Литмир - Электронная Библиотека
A
A

— Теперь вы не будете меня поддразнивать, а? — приставал пьяный Плюхин к Шмендорфу. — Чисто! — делая широкий жест рукой, гордо говорил он.

— Везде теперь утихли, вот и у нас, — не сдавался полковник. — Его превосходительству Столыпину — вот кому надо в ножки поклониться…

— А что нам было делать? Одних выловим — другие приедут. Нет, мы многого добились. Эх, и парень есть у меня, но молчу, молчу…

— Ловок твой тесть, да и ты маху не даешь, — ударяя Сергея по плечу так, что тот ежился, говорил Сидор Карпыч, и нельзя было понять, хвалит он его за ловкость или укоряет в чем.

Когда все «угостились» так, что некоторые и с места подняться не могли, Калерия Владимировна, притворяясь тоже опьяневшей, позвала за груздями. Несколько женщин встали.

— А молодые люди разве нас не проводят? — с вызовом говорила Савина, опираясь на плечо Сергея, сидящего рядом с ее мужем. — Дашенька, позволь похитить твоего мужа.

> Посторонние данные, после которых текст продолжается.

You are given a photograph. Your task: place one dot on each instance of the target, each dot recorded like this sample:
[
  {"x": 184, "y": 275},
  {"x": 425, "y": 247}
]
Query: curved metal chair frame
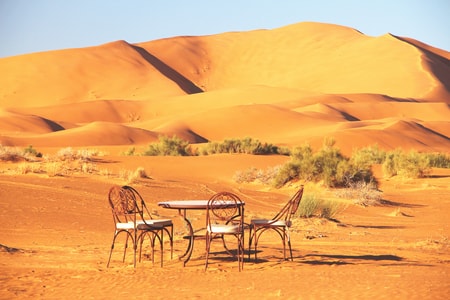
[
  {"x": 132, "y": 217},
  {"x": 280, "y": 223},
  {"x": 225, "y": 216}
]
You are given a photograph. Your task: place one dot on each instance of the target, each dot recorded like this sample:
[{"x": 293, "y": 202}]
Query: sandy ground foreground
[{"x": 57, "y": 231}]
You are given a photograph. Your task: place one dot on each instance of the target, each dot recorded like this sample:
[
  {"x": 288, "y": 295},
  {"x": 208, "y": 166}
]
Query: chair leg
[
  {"x": 110, "y": 252},
  {"x": 208, "y": 246},
  {"x": 250, "y": 237}
]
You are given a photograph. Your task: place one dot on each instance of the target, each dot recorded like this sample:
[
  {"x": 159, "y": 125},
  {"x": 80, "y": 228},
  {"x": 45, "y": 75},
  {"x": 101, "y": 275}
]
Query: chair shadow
[
  {"x": 385, "y": 202},
  {"x": 339, "y": 259}
]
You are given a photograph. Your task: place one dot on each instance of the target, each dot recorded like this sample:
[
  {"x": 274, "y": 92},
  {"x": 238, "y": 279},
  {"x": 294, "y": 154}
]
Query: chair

Сонина, улыбаясь, сказала:

— Сережа! Проводи Калерию Владимировну.

Но когда они пошли, беспокойно поглядела им вслед. «Савина так бесстыдно вешается на шею…»

— Наша златокудрая Венера пошла ва-банк! — шепнул Плюхин полковнику.

Тот взглянул на мелькавшее вдали светлое платье Калерии и пожал плечами.

— Слишком долго не сдается сей прекрасный Иосиф, — бросил он с иронической усмешкой.

— У него жена настоящая Психея! Посмотрите на нее, — ответил Александр Никонович.

Даша, что-то рассказывая подругам, звучно смеялась. Только яркий румянец, выступивший на щеках, говорил о ее волнении. Изредка она бросала взгляды в сторону Сидора Карпыча.

Уверенность в том, что жена, атакуя Сергея, только развлекается, у Савина в последнее время начала исчезать — до него дошли сплетни, — и он зорко наблюдал за ее поведением.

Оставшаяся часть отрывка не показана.